François Manéri (Thierry Lhermitte) est détective privé. Solitaire depuis son divorce, buveur de bière, il comble tant bien que mal sa vie privée entre une ex-femme remariée, une maîtresse au mari jaloux et un collègue balourd qui lui sert d’ami. Il se voit confié une enquête qu’il estime perdue d’avance et qui ne le passionne guère : partir sur les traces de Rachel, une jeune femme disparue depuis six mois, affaire classée sans suite par la police, mais que sa mère (Aurore Clément) veut poursuivre.

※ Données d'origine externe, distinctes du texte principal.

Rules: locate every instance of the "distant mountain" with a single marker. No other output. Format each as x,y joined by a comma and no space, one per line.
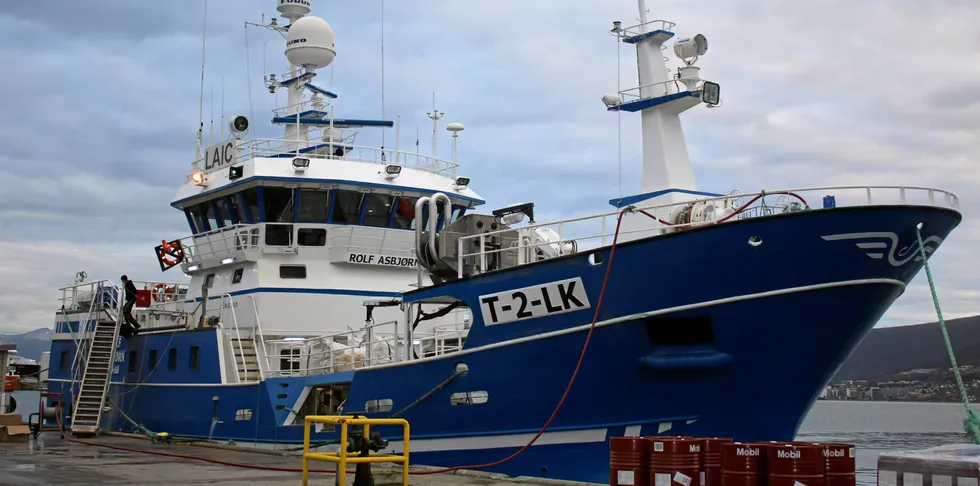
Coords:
30,344
891,350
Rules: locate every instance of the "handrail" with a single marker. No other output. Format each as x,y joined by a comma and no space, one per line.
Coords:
675,81
264,147
238,335
635,30
265,351
664,216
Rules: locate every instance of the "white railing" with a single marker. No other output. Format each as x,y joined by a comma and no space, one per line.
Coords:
660,88
649,26
371,345
586,232
259,337
105,294
282,147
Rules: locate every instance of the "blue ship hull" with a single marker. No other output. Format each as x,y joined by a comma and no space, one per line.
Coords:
699,333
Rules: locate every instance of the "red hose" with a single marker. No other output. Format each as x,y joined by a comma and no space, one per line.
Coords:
568,388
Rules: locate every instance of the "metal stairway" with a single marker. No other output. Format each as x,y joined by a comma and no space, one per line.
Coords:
89,403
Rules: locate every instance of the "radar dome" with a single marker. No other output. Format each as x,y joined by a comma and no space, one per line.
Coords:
293,9
309,43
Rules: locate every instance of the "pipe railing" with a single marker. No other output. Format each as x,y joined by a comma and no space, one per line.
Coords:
699,212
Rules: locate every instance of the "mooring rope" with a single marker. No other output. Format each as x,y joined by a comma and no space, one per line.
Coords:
971,424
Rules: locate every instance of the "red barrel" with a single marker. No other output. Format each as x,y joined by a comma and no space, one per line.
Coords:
742,464
675,460
840,464
711,460
788,464
629,461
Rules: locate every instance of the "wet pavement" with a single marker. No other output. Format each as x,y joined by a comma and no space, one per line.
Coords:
56,461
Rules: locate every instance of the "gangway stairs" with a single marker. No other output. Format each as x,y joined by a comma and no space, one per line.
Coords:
90,401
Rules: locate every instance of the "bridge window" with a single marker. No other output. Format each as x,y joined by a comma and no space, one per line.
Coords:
278,204
292,271
221,206
194,217
209,216
251,199
236,210
348,205
314,205
404,213
377,209
311,237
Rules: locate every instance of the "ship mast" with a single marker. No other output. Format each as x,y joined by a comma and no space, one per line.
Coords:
661,98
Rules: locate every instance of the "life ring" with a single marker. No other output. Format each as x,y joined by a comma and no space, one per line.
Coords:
171,248
161,292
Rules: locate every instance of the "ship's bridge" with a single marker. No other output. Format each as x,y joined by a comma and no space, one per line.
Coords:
278,195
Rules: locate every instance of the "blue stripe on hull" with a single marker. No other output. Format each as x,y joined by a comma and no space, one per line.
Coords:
753,377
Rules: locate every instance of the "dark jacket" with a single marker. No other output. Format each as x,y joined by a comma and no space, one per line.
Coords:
131,291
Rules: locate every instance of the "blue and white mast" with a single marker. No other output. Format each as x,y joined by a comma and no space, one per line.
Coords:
661,98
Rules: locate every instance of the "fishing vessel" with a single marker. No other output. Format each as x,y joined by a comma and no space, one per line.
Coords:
330,277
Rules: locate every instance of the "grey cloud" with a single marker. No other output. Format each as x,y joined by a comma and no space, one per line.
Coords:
815,93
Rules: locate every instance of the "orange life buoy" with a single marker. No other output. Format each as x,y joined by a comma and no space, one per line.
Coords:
171,249
162,292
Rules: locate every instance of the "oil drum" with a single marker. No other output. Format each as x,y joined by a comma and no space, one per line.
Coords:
711,460
742,464
675,461
791,463
629,461
840,464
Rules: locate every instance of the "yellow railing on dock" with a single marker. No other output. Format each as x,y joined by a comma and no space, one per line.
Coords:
342,458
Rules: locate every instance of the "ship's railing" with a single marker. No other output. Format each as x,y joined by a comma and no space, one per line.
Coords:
317,149
370,345
81,297
648,26
660,88
586,232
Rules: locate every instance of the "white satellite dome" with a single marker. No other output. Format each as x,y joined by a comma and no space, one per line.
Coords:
309,43
293,9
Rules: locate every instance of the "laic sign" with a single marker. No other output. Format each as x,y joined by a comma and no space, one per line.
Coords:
219,155
535,301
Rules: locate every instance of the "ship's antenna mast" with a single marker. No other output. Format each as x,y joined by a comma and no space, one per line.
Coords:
200,109
435,115
211,134
382,73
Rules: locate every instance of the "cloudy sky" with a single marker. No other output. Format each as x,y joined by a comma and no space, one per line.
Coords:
100,102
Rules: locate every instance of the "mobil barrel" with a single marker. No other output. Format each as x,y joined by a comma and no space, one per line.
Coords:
711,460
840,464
675,461
742,464
629,460
792,463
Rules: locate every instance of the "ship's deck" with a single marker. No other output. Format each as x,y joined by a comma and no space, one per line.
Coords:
53,460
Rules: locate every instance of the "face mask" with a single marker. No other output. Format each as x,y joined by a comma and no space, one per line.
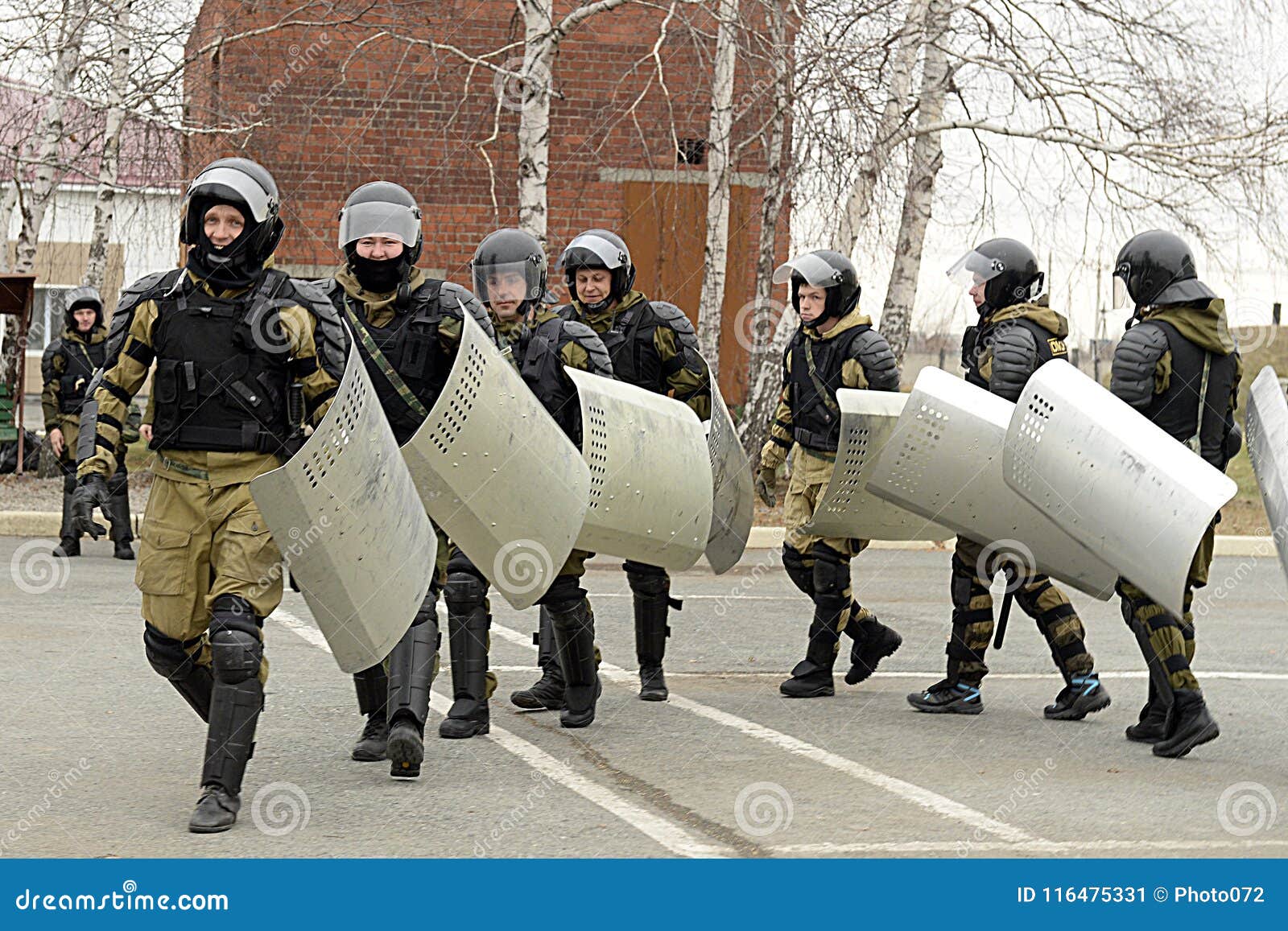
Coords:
378,276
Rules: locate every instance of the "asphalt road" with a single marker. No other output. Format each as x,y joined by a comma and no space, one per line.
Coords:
98,757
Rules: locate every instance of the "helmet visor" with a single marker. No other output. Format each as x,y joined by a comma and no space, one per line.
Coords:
611,255
229,183
506,281
811,268
377,218
976,268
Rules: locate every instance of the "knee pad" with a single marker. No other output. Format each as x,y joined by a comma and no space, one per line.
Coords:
647,581
831,572
798,571
465,589
167,654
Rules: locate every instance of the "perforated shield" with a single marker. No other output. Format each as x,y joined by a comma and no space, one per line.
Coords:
946,463
1268,448
732,488
848,509
1125,489
497,474
650,474
348,521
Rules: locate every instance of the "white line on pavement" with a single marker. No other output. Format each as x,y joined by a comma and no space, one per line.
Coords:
910,792
670,836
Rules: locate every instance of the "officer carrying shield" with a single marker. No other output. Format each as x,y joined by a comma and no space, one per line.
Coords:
68,367
1017,334
406,327
1179,366
509,270
229,335
652,345
835,347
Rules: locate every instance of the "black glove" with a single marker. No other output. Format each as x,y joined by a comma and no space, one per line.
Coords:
92,492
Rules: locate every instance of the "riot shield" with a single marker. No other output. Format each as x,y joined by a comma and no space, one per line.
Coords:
497,474
848,509
946,463
348,521
1124,488
650,474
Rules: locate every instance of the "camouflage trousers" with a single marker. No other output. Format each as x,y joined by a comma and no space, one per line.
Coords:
972,617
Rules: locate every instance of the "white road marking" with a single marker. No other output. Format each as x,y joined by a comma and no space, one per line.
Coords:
675,838
910,792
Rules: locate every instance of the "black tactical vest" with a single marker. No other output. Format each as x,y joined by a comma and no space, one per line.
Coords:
978,347
410,344
1176,410
815,373
222,369
80,362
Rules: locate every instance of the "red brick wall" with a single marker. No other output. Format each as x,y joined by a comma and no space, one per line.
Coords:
332,115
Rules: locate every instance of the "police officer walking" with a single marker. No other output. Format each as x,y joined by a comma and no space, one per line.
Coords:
652,345
406,328
68,367
510,277
1017,334
835,347
229,336
1179,366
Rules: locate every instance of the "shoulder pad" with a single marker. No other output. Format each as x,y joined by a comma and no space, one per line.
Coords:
880,366
455,300
1015,358
330,335
675,319
601,362
1137,353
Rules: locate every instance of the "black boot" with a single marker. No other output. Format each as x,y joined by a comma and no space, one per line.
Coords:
1191,725
873,641
811,678
547,693
1081,697
1152,725
575,644
411,673
373,688
652,596
236,702
467,636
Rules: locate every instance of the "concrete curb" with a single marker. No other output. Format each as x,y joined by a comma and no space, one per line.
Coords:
48,523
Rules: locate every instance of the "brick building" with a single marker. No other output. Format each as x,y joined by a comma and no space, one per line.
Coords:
345,101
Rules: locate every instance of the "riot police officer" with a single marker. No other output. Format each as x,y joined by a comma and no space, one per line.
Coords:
1180,367
509,270
652,345
229,335
407,328
835,347
68,367
1017,334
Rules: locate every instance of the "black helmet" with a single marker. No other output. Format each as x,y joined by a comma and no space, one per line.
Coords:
81,298
1008,268
510,250
599,249
822,268
1157,268
246,186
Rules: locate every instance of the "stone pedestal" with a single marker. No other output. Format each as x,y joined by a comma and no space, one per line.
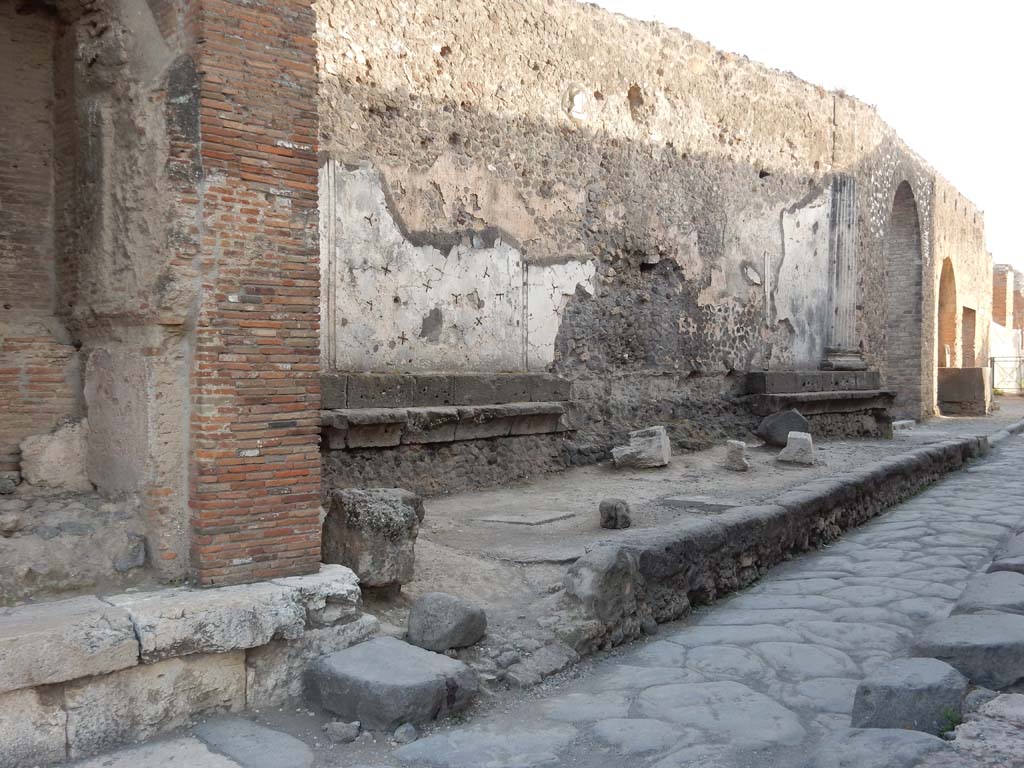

Le scénario d’Une Affaire privée se bâtit habilement sur les silences et les absences, reprenant le personnage très usé du privé désenchanté pour le confronter une nouvelle fois aux bizarreries humaines. Manéri traîne d’abord les pieds, mais peu à peu, est intrigué par les relations troubles de Rachel, les silences qui entourent sa disparition : son beau-père, son petit copain louche, son voisin à l’oreille bien tendue, semblent tous lui cacher quelque chose et surtout Clarisse, la meilleure amie de Rachel, qui le séduit. Les éléments d’un bon suspense sont réunis, alors pourquoi reste-t-on si extérieur au film, incapable de suivre le déroulement des événements et des émotions ? Le sujet, mal ancré dans la réalité, semble ne pas y puiser de véritables enjeux. Et parmi la pléiade de comédiens, peu sont exploités à leur juste valeur. Puzzle policier, Une Affaire privée est surtout une déambulation incertaine, qui ne parvient jamais à se structurer autour d’un axe principal. Guillaume Nicloux nous fait tourner autour du pot, dans une ambiance morne et poisseuse, au bout du compte très artificielle. La mise en scène de Nicloux manque de repères, tâtonne dans un univers fictionnel mal constitué, fait de briques et de broc : le glissement du film vers un monde nocturne (une boîte à partouze, Frédéric Diefenthal en travelo) ajoute une impression de fausse provoc’, masquant mal une exploration très sage des codes du film noir. Et les choses ne s’arrangent pas avec l’entrée en scène de Marion Cotillard, agaçante car trop à l’aise dans son numéro de midinette manipulatrice. Finalement, seul Lhermitte tire son épingle du jeu et campe un privé crédible, contemporain, dont le blues serait presque contagieux. Le reste du film s’englue dans ses lenteurs et ses approximations.